Environment Variables

All configuration is via environment variables. Copy .env.example to .env.

Variable Default Description
API_KEYS hardcoded dev keys Semicolon-separated key:tenant_id:scope1,scope2 entries
ENV (unset) Set to production to enforce API_KEYS at startup
DATABASE_URL (unset — SQLite) PostgreSQL DSN
REDIS_URL (unset — in-process) Redis DSN
CPU_EXECUTOR_WORKERS 8 Thread pool size for CPU executor
GPU_EXECUTOR_WORKERS 2 Thread pool size for GPU executor
OTEL_EXPORTER_OTLP_ENDPOINT (unset) OTLP/gRPC endpoint for distributed tracing
OTEL_SERVICE_NAME inference-engine Service name in traces

API_KEYS

API_KEYS=key1:tenant_a:predict,read_models;key2:tenant_b:predict,read_models,admin

Format: key:tenant_id:scope1,scope2. Entries separated by ;. Scopes: predict, read_models, admin.

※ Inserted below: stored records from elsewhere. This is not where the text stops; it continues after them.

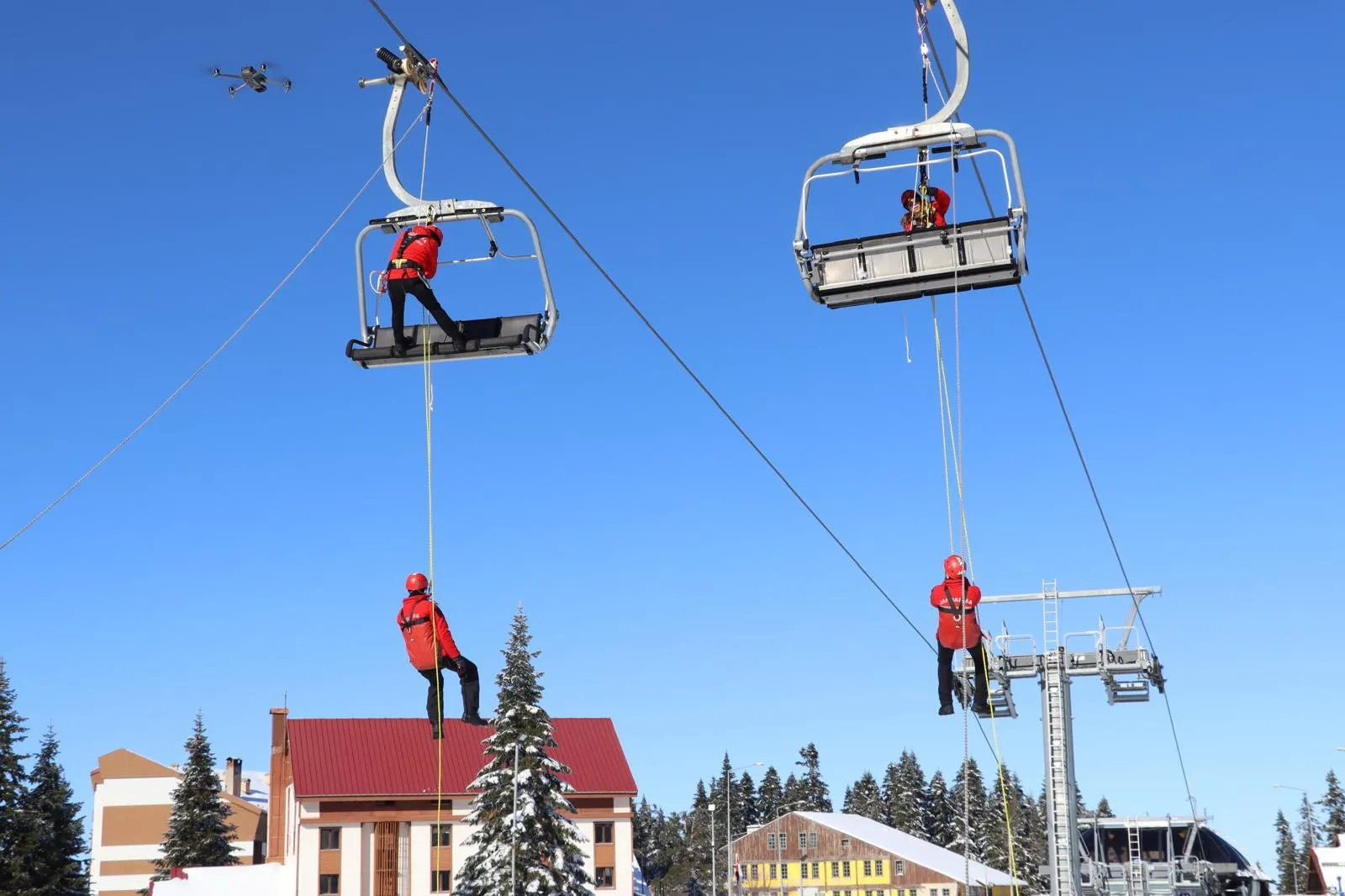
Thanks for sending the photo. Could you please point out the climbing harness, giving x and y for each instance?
(491, 336)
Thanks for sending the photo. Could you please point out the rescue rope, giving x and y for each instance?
(210, 358)
(1083, 461)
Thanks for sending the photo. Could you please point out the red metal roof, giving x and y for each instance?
(396, 756)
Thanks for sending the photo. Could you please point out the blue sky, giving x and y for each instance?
(249, 546)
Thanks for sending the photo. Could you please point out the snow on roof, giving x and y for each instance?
(921, 851)
(272, 878)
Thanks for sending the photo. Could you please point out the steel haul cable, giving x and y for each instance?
(208, 361)
(1083, 463)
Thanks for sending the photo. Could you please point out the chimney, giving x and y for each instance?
(277, 786)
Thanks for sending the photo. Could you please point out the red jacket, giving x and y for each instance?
(416, 619)
(958, 626)
(942, 202)
(420, 246)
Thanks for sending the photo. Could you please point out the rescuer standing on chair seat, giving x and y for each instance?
(409, 271)
(925, 210)
(430, 646)
(957, 599)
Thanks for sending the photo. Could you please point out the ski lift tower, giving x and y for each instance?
(1126, 674)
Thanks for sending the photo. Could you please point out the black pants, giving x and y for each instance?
(978, 656)
(470, 681)
(397, 293)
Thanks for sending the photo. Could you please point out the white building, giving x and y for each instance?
(132, 801)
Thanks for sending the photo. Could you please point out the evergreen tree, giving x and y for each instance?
(814, 790)
(771, 794)
(1308, 829)
(54, 848)
(1286, 857)
(939, 818)
(793, 797)
(865, 798)
(13, 788)
(549, 853)
(744, 804)
(1335, 806)
(968, 801)
(198, 829)
(905, 794)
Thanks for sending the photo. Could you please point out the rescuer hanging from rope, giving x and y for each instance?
(955, 599)
(430, 646)
(409, 271)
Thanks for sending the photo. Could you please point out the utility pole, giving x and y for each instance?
(1126, 674)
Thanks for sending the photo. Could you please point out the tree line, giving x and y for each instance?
(42, 845)
(965, 814)
(1290, 851)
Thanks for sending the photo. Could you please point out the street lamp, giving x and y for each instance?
(728, 830)
(713, 851)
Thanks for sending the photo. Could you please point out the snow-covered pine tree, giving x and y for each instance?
(537, 841)
(770, 794)
(865, 798)
(13, 788)
(939, 818)
(1308, 828)
(968, 804)
(198, 831)
(1333, 802)
(907, 795)
(814, 790)
(794, 793)
(1286, 857)
(744, 804)
(55, 844)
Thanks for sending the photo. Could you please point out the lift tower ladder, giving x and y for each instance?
(1126, 674)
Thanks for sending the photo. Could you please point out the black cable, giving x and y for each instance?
(1073, 436)
(654, 329)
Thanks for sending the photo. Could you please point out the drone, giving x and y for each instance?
(255, 78)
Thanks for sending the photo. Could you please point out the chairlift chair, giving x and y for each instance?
(488, 338)
(894, 266)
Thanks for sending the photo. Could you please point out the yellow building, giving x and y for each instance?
(840, 855)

When unset, fallback dev keys are active (dev-key, admin-key).

Warning

Never use dev keys in production. When ENV=production, the server refuses to start if API_KEYS is not set.


DATABASE_URL

DATABASE_URL=postgresql://user:password@127.0.0.1:5432/inference_engine

When set → PostgresJobStore (asyncpg-backed). Schema auto-created on first run. When unset → SQLiteJobStore at app/instance/jobs.db.

Note

Use 127.0.0.1 instead of localhost on Windows to avoid IPv6 resolution issues.


REDIS_URL

REDIS_URL=redis://localhost:6379/0

When set → async jobs enqueued to arq; rate limits enforced across all processes. When unset → async jobs run as in-process tasks; rate limits are per-process only.


OTEL_EXPORTER_OTLP_ENDPOINT

OTEL_EXPORTER_OTLP_ENDPOINT=http://localhost:4317

When set and opentelemetry-sdk is installed, spans are exported via OTLP/gRPC. Otherwise tracing is a no-op.